Alors que la Pologne, la Slovaquie, les Pays-Bas et le Parlement européen organisent tous des élections dans les mois à venir, les analystes estiment que la répression politique pourrait s'intensifier lorsque les pays envisageront des politiques qui, si elles ne sont pas accompagnées d'un soutien accru pour encourager des choix plus écologiques, frapperont le porte-monnaie des citoyens.

"Les transports et les bâtiments seront notre principal problème, car c'est là que la politique climatique devient visible pour les gens dans leur vie quotidienne", a déclaré Simone Tagliapietra, chercheur principal au sein du groupe de réflexion Bruegel basé à Bruxelles.

Les gouvernements qui ne sont pas en mesure d'atteindre leurs objectifs écologiques sont confrontés à un choix : soit ils réduisent leurs engagements, soit ils renforcent leurs politiques et leurs financements pour les atteindre. Les États-Unis, avec leur loi sur la réduction de l'inflation, offrent près de 400 milliards de dollars de financement fédéral pour les énergies et les technologies propres.

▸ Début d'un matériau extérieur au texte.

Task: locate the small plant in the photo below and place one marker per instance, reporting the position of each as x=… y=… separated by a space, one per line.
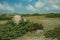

Le gouvernement allemand a déclaré dimanche qu'il mettrait en suspens ses projets visant à imposer des normes plus strictes en matière d'isolation des bâtiments afin d'aider le secteur de la construction, même après avoir adopté la semaine dernière de nouveaux objectifs en matière d'économies d'énergie pour 2030.

Si la décision de M. Sunak a ébranlé les investisseurs et les entreprises, certains ont estimé que l'annonce du premier ministre était conforme à la réalité.

"Le report de l'interdiction de la vente de nouvelles voitures à essence et diesel est décevant, mais il reflète la réalité : c'est là que se trouvent la plupart des grandes nations productrices de voitures", a déclaré Philip Dunne, président de la commission britannique d'audit environnemental.